The Stacks project

Lemma 10.151.3. Properties of unramified and G-unramified ring maps.

  1. The base change of an unramified ring map is unramified. The base change of a G-unramified ring map is G-unramified.

  2. The composition of unramified ring maps is unramified. The composition of G-unramified ring maps is G-unramified.

  3. Any principal localization $R \to R_ f$ is G-unramified and unramified.

  4. If $I \subset R$ is an ideal, then $R \to R/I$ is unramified. If $I \subset R$ is a finitely generated ideal, then $R \to R/I$ is G-unramified.

  5. An étale ring map is G-unramified and unramified.

  6. If $R \to S$ is of finite type (resp. finite presentation), $\mathfrak q \subset S$ is a prime and $(\Omega _{S/R})_{\mathfrak q} = 0$, then $R \to S$ is unramified (resp. G-unramified) at $\mathfrak q$.

  7. If $R \to S$ is of finite type (resp. finite presentation), $\mathfrak q \subset S$ is a prime and $\Omega _{S/R} \otimes _ S \kappa (\mathfrak q) = 0$, then $R \to S$ is unramified (resp. G-unramified) at $\mathfrak q$.

  8. If $R \to S$ is of finite type (resp. finite presentation), $\mathfrak q \subset S$ is a prime lying over $\mathfrak p \subset R$ and $(\Omega _{S \otimes _ R \kappa (\mathfrak p)/\kappa (\mathfrak p)})_{\mathfrak q} = 0$, then $R \to S$ is unramified (resp. G-unramified) at $\mathfrak q$.

  9. If $R \to S$ is of finite type (resp. presentation), $\mathfrak q \subset S$ is a prime lying over $\mathfrak p \subset R$ and $(\Omega _{S \otimes _ R \kappa (\mathfrak p)/\kappa (\mathfrak p)}) \otimes _{S \otimes _ R \kappa (\mathfrak p)} \kappa (\mathfrak q) = 0$, then $R \to S$ is unramified (resp. G-unramified) at $\mathfrak q$.

  10. If $R \to S$ is a ring map, $g_1, \ldots , g_ m \in S$ generate the unit ideal and $R \to S_{g_ j}$ is unramified (resp. G-unramified) for $j = 1, \ldots , m$, then $R \to S$ is unramified (resp. G-unramified).

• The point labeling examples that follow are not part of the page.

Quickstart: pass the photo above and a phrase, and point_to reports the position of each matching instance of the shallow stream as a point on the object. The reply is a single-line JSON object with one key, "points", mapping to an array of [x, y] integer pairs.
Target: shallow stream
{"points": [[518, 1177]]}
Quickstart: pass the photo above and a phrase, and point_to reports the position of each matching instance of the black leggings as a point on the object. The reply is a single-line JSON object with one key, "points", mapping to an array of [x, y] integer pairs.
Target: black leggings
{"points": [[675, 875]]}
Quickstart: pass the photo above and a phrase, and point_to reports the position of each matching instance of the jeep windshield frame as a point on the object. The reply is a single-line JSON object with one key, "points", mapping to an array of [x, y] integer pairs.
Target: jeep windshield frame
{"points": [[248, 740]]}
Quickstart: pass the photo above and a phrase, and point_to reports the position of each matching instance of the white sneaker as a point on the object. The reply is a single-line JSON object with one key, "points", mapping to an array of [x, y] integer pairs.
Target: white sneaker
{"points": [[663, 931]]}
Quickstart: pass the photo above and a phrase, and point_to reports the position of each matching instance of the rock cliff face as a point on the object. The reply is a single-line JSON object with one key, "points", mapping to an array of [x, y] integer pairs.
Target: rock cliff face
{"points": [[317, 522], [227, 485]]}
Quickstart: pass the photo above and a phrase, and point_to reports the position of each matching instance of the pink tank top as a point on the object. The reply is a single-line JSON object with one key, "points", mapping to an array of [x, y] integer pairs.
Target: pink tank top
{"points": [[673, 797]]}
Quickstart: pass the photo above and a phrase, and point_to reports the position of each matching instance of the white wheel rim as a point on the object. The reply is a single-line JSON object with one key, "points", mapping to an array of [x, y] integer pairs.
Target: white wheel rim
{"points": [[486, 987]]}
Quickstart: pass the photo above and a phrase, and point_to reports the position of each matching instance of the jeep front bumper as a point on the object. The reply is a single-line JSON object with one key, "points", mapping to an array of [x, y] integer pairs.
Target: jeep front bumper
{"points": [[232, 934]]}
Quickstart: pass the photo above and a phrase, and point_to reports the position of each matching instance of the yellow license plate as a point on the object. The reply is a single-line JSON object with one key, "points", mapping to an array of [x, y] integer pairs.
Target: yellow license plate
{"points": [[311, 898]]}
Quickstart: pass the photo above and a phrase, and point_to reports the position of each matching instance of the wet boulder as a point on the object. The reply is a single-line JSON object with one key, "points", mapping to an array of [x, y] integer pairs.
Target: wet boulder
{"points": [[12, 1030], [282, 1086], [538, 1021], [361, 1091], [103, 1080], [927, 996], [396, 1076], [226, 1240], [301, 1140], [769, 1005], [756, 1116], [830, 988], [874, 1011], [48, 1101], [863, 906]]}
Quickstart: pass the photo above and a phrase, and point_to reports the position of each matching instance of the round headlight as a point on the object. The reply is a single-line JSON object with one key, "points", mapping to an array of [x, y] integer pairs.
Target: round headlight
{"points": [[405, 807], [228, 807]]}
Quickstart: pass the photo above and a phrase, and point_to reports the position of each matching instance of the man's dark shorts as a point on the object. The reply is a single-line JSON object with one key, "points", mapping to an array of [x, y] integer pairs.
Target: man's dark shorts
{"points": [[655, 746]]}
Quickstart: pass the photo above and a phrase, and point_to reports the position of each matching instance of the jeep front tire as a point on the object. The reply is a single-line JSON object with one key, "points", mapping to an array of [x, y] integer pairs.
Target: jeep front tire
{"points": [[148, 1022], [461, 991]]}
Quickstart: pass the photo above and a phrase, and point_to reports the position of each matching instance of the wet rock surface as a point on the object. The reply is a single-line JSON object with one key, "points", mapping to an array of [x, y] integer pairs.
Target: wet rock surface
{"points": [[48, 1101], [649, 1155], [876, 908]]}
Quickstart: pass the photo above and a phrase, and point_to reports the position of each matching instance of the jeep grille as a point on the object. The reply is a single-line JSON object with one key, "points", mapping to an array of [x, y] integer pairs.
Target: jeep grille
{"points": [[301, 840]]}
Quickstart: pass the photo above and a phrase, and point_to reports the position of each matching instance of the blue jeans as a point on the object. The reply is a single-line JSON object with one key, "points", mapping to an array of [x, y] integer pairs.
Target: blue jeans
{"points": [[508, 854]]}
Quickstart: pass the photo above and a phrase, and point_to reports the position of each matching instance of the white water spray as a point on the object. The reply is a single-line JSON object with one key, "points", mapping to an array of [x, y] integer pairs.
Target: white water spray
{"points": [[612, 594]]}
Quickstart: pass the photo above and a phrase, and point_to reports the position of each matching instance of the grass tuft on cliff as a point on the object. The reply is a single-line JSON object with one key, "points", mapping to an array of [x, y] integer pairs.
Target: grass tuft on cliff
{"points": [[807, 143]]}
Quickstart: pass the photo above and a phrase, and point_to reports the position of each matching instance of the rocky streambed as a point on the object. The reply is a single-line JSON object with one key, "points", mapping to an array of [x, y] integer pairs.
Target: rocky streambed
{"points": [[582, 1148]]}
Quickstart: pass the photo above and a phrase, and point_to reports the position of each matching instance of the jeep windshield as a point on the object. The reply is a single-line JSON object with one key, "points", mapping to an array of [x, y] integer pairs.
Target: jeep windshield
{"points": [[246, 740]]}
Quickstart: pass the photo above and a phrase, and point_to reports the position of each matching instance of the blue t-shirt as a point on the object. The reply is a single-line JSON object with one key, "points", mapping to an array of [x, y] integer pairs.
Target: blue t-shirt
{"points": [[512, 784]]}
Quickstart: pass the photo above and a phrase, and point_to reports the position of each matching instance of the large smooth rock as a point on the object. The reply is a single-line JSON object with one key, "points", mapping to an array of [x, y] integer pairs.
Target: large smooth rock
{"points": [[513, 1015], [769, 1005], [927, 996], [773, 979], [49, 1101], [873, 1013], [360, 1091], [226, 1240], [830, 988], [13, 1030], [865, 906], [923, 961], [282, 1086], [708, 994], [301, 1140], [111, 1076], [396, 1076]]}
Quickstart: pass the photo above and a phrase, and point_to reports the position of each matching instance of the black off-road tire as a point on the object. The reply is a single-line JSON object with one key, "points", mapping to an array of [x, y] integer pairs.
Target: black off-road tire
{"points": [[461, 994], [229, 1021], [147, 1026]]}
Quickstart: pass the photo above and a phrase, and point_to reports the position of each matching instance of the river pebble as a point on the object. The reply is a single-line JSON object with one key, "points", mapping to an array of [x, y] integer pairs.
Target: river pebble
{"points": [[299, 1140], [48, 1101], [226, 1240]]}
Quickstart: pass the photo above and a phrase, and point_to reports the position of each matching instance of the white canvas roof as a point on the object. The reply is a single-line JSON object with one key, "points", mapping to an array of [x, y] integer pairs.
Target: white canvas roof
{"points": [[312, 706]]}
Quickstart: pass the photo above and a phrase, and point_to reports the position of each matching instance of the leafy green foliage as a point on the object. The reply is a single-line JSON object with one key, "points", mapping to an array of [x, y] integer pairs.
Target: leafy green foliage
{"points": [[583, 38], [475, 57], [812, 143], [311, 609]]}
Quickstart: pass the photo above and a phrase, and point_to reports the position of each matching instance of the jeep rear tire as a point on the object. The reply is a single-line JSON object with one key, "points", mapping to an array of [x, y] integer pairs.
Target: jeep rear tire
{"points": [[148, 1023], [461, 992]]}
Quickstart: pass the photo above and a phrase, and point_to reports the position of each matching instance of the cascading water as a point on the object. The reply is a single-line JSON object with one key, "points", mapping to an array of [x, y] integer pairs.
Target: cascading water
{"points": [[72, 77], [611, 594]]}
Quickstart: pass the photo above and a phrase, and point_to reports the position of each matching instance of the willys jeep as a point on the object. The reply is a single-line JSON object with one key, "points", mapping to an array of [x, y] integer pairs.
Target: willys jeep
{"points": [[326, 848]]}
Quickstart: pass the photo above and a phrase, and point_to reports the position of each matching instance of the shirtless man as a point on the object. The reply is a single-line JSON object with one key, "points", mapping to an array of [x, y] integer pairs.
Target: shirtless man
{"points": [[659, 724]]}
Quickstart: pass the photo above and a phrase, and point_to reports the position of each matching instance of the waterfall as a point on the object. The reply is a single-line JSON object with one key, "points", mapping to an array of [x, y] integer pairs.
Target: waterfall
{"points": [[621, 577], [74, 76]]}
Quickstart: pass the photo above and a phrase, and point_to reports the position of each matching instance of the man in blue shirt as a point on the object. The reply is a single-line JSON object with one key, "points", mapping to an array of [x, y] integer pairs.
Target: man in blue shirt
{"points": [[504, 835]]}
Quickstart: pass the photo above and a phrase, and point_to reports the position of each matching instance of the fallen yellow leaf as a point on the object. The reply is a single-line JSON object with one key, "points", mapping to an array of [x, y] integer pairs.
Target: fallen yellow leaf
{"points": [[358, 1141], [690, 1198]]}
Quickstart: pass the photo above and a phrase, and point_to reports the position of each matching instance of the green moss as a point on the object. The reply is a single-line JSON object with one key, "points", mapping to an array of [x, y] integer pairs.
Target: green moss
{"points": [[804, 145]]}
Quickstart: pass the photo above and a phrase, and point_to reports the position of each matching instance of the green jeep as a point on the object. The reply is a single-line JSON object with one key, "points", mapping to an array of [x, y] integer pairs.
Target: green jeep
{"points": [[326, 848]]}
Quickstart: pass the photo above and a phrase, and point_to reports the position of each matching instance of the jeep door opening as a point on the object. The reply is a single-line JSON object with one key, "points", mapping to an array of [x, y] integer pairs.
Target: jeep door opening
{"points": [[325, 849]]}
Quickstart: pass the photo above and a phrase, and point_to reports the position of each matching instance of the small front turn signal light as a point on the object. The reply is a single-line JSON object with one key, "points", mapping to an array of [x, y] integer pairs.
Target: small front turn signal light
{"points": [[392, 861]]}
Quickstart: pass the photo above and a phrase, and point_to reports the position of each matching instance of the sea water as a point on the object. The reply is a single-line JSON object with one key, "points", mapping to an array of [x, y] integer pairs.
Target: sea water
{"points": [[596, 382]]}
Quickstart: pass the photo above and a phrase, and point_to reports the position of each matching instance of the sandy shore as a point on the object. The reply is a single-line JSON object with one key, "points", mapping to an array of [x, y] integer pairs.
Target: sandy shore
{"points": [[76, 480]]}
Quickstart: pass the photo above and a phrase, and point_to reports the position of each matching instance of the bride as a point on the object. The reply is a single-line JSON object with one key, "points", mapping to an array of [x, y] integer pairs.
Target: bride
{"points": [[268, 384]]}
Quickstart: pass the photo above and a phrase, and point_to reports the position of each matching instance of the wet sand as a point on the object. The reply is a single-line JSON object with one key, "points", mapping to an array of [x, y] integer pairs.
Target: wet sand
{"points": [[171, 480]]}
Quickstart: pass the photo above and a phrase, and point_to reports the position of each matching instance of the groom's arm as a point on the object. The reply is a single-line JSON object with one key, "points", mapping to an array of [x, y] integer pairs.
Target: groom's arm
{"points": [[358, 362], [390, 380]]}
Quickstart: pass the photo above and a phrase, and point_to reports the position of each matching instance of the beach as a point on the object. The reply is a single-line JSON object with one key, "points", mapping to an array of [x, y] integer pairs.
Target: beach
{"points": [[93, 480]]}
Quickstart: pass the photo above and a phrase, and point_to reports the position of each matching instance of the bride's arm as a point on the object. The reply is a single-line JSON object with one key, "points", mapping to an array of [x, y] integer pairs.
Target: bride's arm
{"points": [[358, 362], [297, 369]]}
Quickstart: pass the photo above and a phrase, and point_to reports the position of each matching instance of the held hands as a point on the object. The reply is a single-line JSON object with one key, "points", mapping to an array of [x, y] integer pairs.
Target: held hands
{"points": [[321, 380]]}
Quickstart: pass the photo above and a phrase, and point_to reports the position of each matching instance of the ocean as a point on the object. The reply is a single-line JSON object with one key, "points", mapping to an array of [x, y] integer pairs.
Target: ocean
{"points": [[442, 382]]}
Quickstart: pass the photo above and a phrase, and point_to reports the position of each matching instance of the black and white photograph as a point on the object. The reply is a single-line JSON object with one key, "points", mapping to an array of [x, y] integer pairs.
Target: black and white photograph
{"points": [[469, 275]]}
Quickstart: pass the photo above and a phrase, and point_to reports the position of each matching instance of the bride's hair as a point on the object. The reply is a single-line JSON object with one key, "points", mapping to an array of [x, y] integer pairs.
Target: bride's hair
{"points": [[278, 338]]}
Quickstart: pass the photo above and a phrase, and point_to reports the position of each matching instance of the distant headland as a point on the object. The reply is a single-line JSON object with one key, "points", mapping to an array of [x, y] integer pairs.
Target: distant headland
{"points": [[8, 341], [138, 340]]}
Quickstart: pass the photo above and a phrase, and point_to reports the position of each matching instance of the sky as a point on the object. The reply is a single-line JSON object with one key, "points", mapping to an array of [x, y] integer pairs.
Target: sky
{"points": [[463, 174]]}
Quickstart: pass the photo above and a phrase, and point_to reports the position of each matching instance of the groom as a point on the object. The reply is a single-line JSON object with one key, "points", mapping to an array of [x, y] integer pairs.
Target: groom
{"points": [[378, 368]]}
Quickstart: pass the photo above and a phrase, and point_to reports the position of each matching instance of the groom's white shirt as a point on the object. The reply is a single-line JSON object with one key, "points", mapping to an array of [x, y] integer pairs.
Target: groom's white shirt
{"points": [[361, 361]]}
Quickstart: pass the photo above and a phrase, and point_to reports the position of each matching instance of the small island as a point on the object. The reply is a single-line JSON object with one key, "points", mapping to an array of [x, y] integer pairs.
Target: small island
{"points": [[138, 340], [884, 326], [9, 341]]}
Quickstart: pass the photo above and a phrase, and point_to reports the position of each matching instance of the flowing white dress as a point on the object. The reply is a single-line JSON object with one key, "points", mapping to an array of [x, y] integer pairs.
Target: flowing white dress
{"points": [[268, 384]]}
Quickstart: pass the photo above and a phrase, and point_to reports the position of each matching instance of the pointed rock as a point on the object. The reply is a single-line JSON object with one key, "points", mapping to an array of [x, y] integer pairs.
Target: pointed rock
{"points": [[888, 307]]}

  11. If $R \to S$ is a ring map which is unramified (resp. G-unramified) at every prime of $S$, then $R \to S$ is unramified (resp. G-unramified).

  12. If $R \to S$ is G-unramified, then there exists a finite type $\mathbf{Z}$-algebra $R_0$ and a G-unramified ring map $R_0 \to S_0$ and a ring map $R_0 \to R$ such that $S = R \otimes _{R_0} S_0$.

  13. If $R \to S$ is unramified, then there exists a finite type $\mathbf{Z}$-algebra $R_0$ and an unramified ring map $R_0 \to S_0$ and a ring map $R_0 \to R$ such that $S$ is a quotient of $R \otimes _{R_0} S_0$.

Proof. We prove each point, in order.

Ad (1). Follows from Lemmas 10.131.12 and 10.14.2.

Ad (2). Follows from Lemmas 10.131.7 and 10.14.2.

Ad (3). Follows by direct computation of $\Omega _{R_ f/R}$ which we omit.

Ad (4). We have $\Omega _{(R/I)/R} = 0$, see Lemma 10.131.4, and the ring map $R \to R/I$ is of finite type. If $I$ is a finitely generated ideal then $R \to R/I$ is of finite presentation.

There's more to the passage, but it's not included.